Some of the legal questions raised need robust answers but they remain simply questions, even during subsequent interventions from the floor.
3. The final speaker had gone to Spain for treatment with donor eggs. After unsuccessful cycles of ICSI in the UK she was advised that her best hope of giving birth lay with donor eggs. She looked into options in the UK but opted eventually for donor treatment abroad. She ended up using donor sperm as well, as her husband also had fertility problems and a twin pregnancy resulted.

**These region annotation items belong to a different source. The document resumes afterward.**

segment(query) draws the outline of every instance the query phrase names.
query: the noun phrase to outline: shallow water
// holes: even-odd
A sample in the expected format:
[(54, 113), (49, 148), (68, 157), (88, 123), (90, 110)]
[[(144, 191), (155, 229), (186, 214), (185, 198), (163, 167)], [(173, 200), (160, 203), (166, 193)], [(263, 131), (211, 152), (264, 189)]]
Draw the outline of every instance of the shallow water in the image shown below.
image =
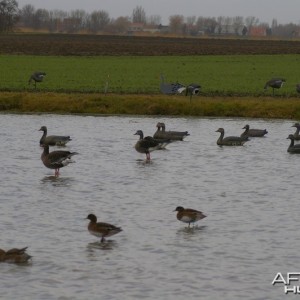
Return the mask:
[[(191, 135), (145, 163), (133, 134), (158, 121)], [(247, 123), (269, 133), (216, 145), (216, 129), (239, 135)], [(3, 299), (282, 299), (275, 275), (299, 271), (291, 120), (8, 114), (0, 124), (0, 247), (33, 256), (1, 264)], [(42, 125), (79, 152), (58, 178), (40, 160)], [(189, 229), (179, 205), (207, 218)], [(99, 243), (89, 213), (123, 231)]]

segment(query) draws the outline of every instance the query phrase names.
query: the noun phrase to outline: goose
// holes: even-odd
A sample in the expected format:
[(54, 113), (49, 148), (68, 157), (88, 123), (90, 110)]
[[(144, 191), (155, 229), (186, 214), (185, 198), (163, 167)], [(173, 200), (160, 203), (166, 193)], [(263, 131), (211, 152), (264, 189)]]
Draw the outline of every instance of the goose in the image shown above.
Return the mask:
[(185, 86), (179, 82), (165, 83), (165, 77), (163, 74), (160, 75), (160, 79), (160, 91), (163, 94), (180, 94), (186, 89)]
[(189, 227), (191, 223), (195, 223), (206, 218), (206, 215), (204, 215), (201, 211), (191, 208), (183, 208), (182, 206), (177, 206), (174, 211), (177, 211), (177, 219), (181, 222), (188, 223)]
[(59, 169), (67, 166), (69, 163), (73, 163), (71, 160), (73, 155), (78, 154), (77, 152), (56, 150), (49, 153), (49, 145), (45, 144), (44, 151), (41, 155), (41, 160), (45, 167), (49, 169), (55, 169), (55, 176), (59, 176)]
[(170, 143), (170, 140), (166, 139), (154, 139), (151, 136), (144, 137), (142, 130), (138, 130), (134, 135), (139, 135), (140, 138), (135, 144), (135, 150), (139, 153), (146, 154), (146, 160), (150, 161), (150, 152), (165, 147), (166, 144)]
[(292, 125), (292, 127), (296, 127), (296, 131), (293, 134), (294, 135), (294, 140), (299, 141), (300, 140), (300, 124), (299, 123), (295, 123), (294, 125)]
[(223, 128), (219, 128), (216, 132), (221, 133), (217, 140), (217, 145), (219, 146), (243, 146), (249, 140), (248, 137), (239, 136), (227, 136), (224, 138), (225, 131)]
[(105, 241), (106, 237), (115, 235), (122, 231), (121, 227), (116, 227), (115, 225), (97, 222), (97, 217), (94, 214), (89, 214), (87, 219), (90, 220), (88, 225), (88, 231), (90, 234), (100, 237), (101, 243)]
[(65, 146), (69, 141), (72, 141), (70, 136), (49, 135), (47, 136), (47, 127), (42, 126), (39, 131), (43, 131), (40, 139), (40, 146), (47, 144), (49, 146)]
[(197, 83), (191, 83), (186, 87), (185, 95), (190, 95), (190, 101), (193, 95), (198, 95), (200, 93), (201, 86)]
[(266, 82), (264, 89), (267, 90), (268, 87), (271, 87), (273, 89), (274, 96), (274, 89), (280, 89), (285, 82), (286, 80), (284, 78), (272, 78)]
[(295, 138), (293, 134), (290, 134), (287, 139), (291, 140), (291, 143), (287, 149), (287, 152), (289, 153), (300, 153), (300, 144), (295, 145)]
[(37, 82), (42, 82), (45, 76), (46, 76), (46, 73), (45, 73), (45, 72), (34, 72), (34, 73), (31, 74), (31, 76), (29, 77), (28, 85), (30, 85), (31, 82), (34, 81), (34, 86), (35, 86), (35, 88), (36, 88), (36, 83), (37, 83)]
[(154, 133), (154, 138), (170, 139), (174, 141), (183, 141), (190, 134), (188, 131), (166, 131), (165, 123), (158, 122), (156, 124), (157, 131)]
[(7, 263), (26, 263), (31, 256), (26, 253), (25, 248), (12, 248), (8, 251), (4, 251), (3, 249), (0, 249), (0, 262), (7, 262)]
[(266, 129), (250, 129), (248, 124), (242, 129), (245, 129), (245, 131), (241, 134), (241, 137), (263, 137), (268, 133)]

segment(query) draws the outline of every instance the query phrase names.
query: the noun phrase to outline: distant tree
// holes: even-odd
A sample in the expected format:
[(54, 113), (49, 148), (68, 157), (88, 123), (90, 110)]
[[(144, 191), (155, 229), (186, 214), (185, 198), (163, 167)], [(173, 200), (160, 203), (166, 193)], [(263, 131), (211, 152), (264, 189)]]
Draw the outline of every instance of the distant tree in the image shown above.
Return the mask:
[(0, 32), (11, 31), (18, 20), (18, 2), (15, 0), (0, 1)]
[(147, 24), (150, 24), (150, 25), (161, 24), (161, 16), (159, 16), (159, 15), (150, 16), (149, 18), (147, 18)]
[(31, 4), (26, 4), (20, 11), (20, 18), (27, 27), (33, 27), (35, 8)]
[(93, 11), (89, 18), (89, 28), (93, 32), (103, 30), (110, 22), (109, 14), (104, 10)]
[(170, 32), (175, 34), (181, 34), (184, 25), (183, 15), (173, 15), (169, 17)]
[(146, 13), (141, 6), (137, 6), (132, 11), (132, 22), (146, 24)]

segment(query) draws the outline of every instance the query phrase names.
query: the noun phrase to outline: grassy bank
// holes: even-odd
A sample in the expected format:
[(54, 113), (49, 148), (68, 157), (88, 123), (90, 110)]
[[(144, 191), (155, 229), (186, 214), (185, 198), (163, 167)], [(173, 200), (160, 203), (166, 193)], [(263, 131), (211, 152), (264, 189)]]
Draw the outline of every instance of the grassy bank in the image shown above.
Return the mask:
[(182, 95), (0, 93), (2, 113), (128, 114), (283, 118), (300, 120), (300, 99)]
[(167, 82), (198, 83), (205, 96), (262, 96), (265, 82), (283, 77), (277, 95), (296, 96), (299, 55), (202, 56), (30, 56), (1, 55), (0, 91), (34, 91), (33, 71), (45, 71), (43, 92), (159, 94), (160, 74)]

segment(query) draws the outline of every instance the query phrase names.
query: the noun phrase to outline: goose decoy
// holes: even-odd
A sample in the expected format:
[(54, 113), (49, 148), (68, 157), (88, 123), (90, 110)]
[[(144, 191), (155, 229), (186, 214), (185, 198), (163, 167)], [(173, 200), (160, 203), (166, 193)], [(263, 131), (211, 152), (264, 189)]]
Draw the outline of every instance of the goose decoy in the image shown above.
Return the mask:
[(296, 131), (293, 134), (294, 135), (294, 140), (299, 141), (300, 140), (300, 124), (299, 123), (295, 123), (294, 125), (292, 125), (292, 127), (296, 127)]
[(266, 82), (264, 89), (267, 90), (268, 87), (271, 87), (273, 89), (274, 96), (274, 89), (280, 89), (285, 82), (286, 80), (284, 78), (272, 78)]
[(183, 208), (182, 206), (177, 206), (174, 211), (177, 211), (177, 219), (181, 222), (188, 223), (189, 227), (191, 223), (195, 223), (206, 217), (201, 211)]
[(154, 138), (182, 141), (185, 137), (190, 135), (187, 131), (166, 131), (166, 125), (162, 122), (158, 122), (156, 127), (157, 130), (153, 135)]
[(185, 95), (190, 95), (190, 101), (193, 95), (198, 95), (200, 93), (201, 86), (197, 83), (191, 83), (186, 87)]
[(32, 257), (26, 253), (26, 249), (27, 247), (21, 249), (13, 248), (8, 251), (0, 249), (0, 262), (26, 263)]
[(295, 145), (295, 138), (293, 134), (290, 134), (287, 139), (291, 140), (291, 143), (287, 149), (287, 152), (289, 153), (300, 153), (300, 144)]
[(89, 214), (87, 219), (90, 220), (88, 231), (90, 234), (100, 237), (101, 243), (105, 241), (106, 237), (115, 235), (122, 231), (121, 227), (116, 227), (108, 223), (97, 222), (97, 217), (94, 214)]
[(40, 146), (47, 144), (49, 146), (65, 146), (69, 141), (72, 141), (70, 136), (49, 135), (47, 136), (47, 127), (42, 126), (39, 131), (43, 131), (43, 135), (40, 139)]
[(185, 86), (179, 82), (176, 83), (165, 83), (165, 77), (163, 74), (160, 75), (160, 91), (163, 94), (180, 94), (185, 90)]
[(140, 138), (135, 144), (135, 150), (139, 153), (145, 153), (147, 161), (150, 161), (150, 152), (165, 147), (166, 143), (170, 143), (170, 140), (154, 139), (151, 136), (144, 137), (142, 130), (138, 130), (134, 135), (139, 135)]
[(45, 167), (49, 169), (55, 169), (55, 176), (59, 175), (59, 169), (67, 166), (69, 163), (73, 163), (71, 160), (73, 155), (78, 154), (77, 152), (56, 150), (49, 153), (49, 145), (45, 144), (44, 151), (41, 155), (41, 160)]
[(263, 137), (268, 133), (266, 129), (250, 129), (248, 124), (242, 129), (245, 129), (245, 131), (241, 134), (241, 137)]
[(45, 73), (45, 72), (34, 72), (34, 73), (31, 74), (31, 76), (29, 77), (28, 85), (30, 85), (31, 82), (34, 81), (34, 86), (35, 86), (35, 88), (36, 88), (36, 83), (37, 83), (37, 82), (42, 82), (45, 76), (46, 76), (46, 73)]
[(224, 128), (219, 128), (216, 132), (220, 132), (220, 137), (217, 140), (219, 146), (243, 146), (249, 139), (248, 137), (227, 136), (224, 138)]

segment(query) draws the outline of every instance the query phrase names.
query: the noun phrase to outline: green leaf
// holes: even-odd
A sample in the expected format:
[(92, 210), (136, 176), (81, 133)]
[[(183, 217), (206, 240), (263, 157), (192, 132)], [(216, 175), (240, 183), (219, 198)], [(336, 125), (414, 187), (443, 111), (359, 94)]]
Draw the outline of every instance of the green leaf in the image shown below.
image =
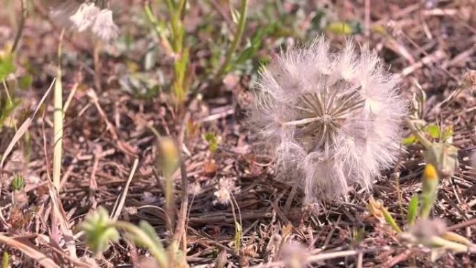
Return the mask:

From CORE’s perspective the most interesting aspect of her narrative was her apparent lack of interest in the egg and sperm donors who had provided her with their gametes. The speaker glossed quickly over the fact that the first egg retrieval cycle had to be postponed because of the health of the donor, but no information at all regarding the sperm donor was covered in her presentation.
Question time after the speeches did not create any great controversies, but CORE raised the issue of the total lack of focus on the welfare of the donor, and Olivia Monteschi, co-found of Donor Conception Network, put in a strong word for the interests of the donor offspring which were also not on the agenda. It is certainly our opinion that both these aspects of donor conception should have been addressed.
The small afternoon workshops were lead by HFEA member/s and the other participants sat wherever they liked. There were two lay people who had fertility problems at my table, along with a couple of interested professionals. My colleague had more actual clinicians than me in her group, but only one patient representative.
The purpose was to identify significant legal problems on the horizon related to IVF practice. The patients understandably personalized the issues, and were reluctant to endorse any prohibitions, but the clinicians were surprisingly more conservative than we would have imagined.
Our observations relate to only two of the tables involved so no conclusions can be drawn from the experience, but at the plenary session afterwards an attempt was made to list all the issues discussed, with concerns to be brought to the attention of ELAC.
Older mothers, genetic testing including extended applications of PGD, intrafamilial gamete and embryo donation (mother to daughters, brothers to sisters, etc.), payment for donors, new technologies, were all mentioned very briefly as time was running out. We assume more information will be made available on this aspect of the meeting when ELAC sits at the end of this month.